Exploring Community Accountability

When it comes to defining accountability, Professor Ron Wright sees it as two-fold: an accountable prosecutor is one who both stays within the bounds of the law and is responsive to the priorities of their communities.

“We want to look at all the various ways that prosecutors do this, most of the time successfully,” said Wright, whose research under
the project will explore the ways in which prosecutor offices share data and information with their communities, as well as how they manage and communicate priorities within their own offices.

Though prosecutors are public officials, often their decisions are made out of public view, making proactive transparency essential. To that end, Wright is working with student research assistants to begin examining how some of the country’s largest prosecutor’s offices publicly disclose information and data about their activities.

“Our students expand the reach of this work,” said Wright. “It means we can offer more than just a case study.
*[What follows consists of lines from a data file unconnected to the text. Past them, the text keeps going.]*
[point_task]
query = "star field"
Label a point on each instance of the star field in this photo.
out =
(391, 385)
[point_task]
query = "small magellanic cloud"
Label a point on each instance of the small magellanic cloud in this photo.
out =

We can survey the
landscape and provide information about how common or uncommon a practice is.”

Teala Volkamer (JD ’23) has worked with Wright on the project, as well as on another survey of absolute immunity laws across various
jurisdictions.

“It helps bring that real-world component in,” said Volkamer, of the experience conducting research outside of the classroom. “Being
able to work on something relevant and tangible, and where you can see the impact it can have on people’s lives, is a good reminder of why I’m studying law and what I want to do as a lawyer.”

Informing the Profession

During what he describes as a “change moment for criminal law,” Wright believes the project can offer grounded insight into the prosecutorial function.

“Success looks like building a body of original research that tells us things about prosecutors that we never knew before — and confirmation from people in the field that they find it relevant in some way,” he says.

It’s a sentiment echoed by Professor Alyse Bertenthal, whose research with the project will examine how state and local level actors prosecute environmental crimes. With support from student research assistants, she will collect interview and numerical data that will help inform discussions about the criminal enforcement of environmental laws, as well as the potential impacts of that enforcement on environmental justice.

“We don’t want to propose solutions without having a better understanding of what’s going on,” said Bertenthal. “We need to start by collecting data, so that if and when solutions are offered, they are based on something that has been deeply researched and analyzed.”

As Professor Esther Hong puts it: “We want to get it right.” At a time when discussions about prosecutorial power are prevalent, one of
the project’s priorities is to ensure that the empirical data and sources it is reviewing are robust.

“Ultimately, we want to understand the ways that various actors can have a role in creating a more just criminal legal system,” said Hong.

Continuing the efforts begun over the last year, student research assistants are hard at work this semester collaborating with faculty on the project, with the goal of publishing initial findings beginning in the spring.